In the lantern's light his teeth showed long and yellow. I expect it was intended as a smile. “Friend Starling,” he drawled. “The very man. We need to have a private word, we two.”

“Then go ahead and have one.”

I held my knife in my hand, having slipped it from inside my boot a moment earlier. A six-inch stiletto, scalpel-sharp, won in a game of hazard at a tavern in Spain. Odenkirk saw the glint and just smiled the more, as if to suggest that it might go very ill for Wm Starling if matters between us should come to pig-sticking. I suspected he was right.

Odenkirk had begun his days in a Workhouse: St Saviour's, in Newington Causeway. It was hard to credit — a man that size, suckled on Work'us gruel — but apparently it was true. This hadn't come from Flitty Deakins, neither; I'd made enquiries of my own. He'd managed to get himself apprenticed to an Irish butcher and spent several happy years at a slaughter yard in Smithfield, killing pigs, before moving on to less sanguineous work shifting cargo at the docks. It appeared he gravitated as well to a loose confederation of house-breakers and head-breakers — cracksmen and rampsmen, in the parlance of the trade — amongst whom he continued to find considerable scope for his old pig-sticking skills.
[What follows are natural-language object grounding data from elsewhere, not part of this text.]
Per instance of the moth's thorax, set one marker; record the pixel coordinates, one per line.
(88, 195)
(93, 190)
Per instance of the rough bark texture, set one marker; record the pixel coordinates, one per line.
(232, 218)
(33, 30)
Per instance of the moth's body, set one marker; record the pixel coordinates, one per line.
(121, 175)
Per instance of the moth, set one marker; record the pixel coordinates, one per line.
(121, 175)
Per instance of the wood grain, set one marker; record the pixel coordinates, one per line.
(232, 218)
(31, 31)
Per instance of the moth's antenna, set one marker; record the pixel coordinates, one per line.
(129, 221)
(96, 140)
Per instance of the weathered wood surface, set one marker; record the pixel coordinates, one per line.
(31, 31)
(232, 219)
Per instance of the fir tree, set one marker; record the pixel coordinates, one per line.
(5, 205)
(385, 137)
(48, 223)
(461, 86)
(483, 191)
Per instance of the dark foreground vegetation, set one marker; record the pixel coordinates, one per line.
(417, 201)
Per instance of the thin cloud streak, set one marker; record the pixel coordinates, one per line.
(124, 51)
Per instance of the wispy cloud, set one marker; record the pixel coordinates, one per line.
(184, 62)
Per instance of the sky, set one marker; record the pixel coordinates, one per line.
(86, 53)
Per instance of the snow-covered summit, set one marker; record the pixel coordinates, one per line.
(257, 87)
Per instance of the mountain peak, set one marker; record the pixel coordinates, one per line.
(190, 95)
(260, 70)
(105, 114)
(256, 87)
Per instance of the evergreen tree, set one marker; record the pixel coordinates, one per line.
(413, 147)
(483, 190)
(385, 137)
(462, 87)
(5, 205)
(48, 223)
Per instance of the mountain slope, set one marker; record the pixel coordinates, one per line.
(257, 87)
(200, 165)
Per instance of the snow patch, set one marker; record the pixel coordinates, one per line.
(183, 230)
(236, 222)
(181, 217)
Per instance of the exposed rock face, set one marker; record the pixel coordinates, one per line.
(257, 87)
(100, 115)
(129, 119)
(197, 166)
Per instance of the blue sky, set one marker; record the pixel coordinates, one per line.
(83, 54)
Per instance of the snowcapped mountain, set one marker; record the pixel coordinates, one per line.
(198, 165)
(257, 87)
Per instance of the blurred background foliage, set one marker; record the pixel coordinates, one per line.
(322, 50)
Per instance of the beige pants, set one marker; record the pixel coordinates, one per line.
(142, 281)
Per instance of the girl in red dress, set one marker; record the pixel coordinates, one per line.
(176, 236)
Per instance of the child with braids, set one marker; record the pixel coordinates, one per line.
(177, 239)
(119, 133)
He may indeed have found occasion to employ these upon his old master the butcher, who was discovered bleeding his life out in an alley behind a public house not long after young Odenkirk had given in his notice. The butcher was a terrible man for drinking, and prone to improving his apprentices with his fists. He'd been stuck, as fate would have it, like a pig.

By the time Atherton met him, Odenkirk was working as a bully at a night-house in Curzon Street. This was none of your reeking stews, but an establishment catering to gentlemen. It auctioned off twelve-year-old virgins for as much as fifty guineas — some of them being auctioned as virgins seven nights running. Next door was an even more exclusive establishment, where ancient creaking baronets who required correction might for a suitable sum present their shrivelled shanks to Mistress Riding-Crop for striping. At any rate, Odenkirk and Atherton had hit it off, or had at least each seen how the other might be useful.

Now here we were, just we two, alone in a London night. Hayes Street was otherwise dark as a shroud, and beyond us the river slid silent through the blackness. Above us was London Bridge, where hundreds clustered in shanties that choked the traffic, and hundreds more slept rough, clustered round fires in barrels.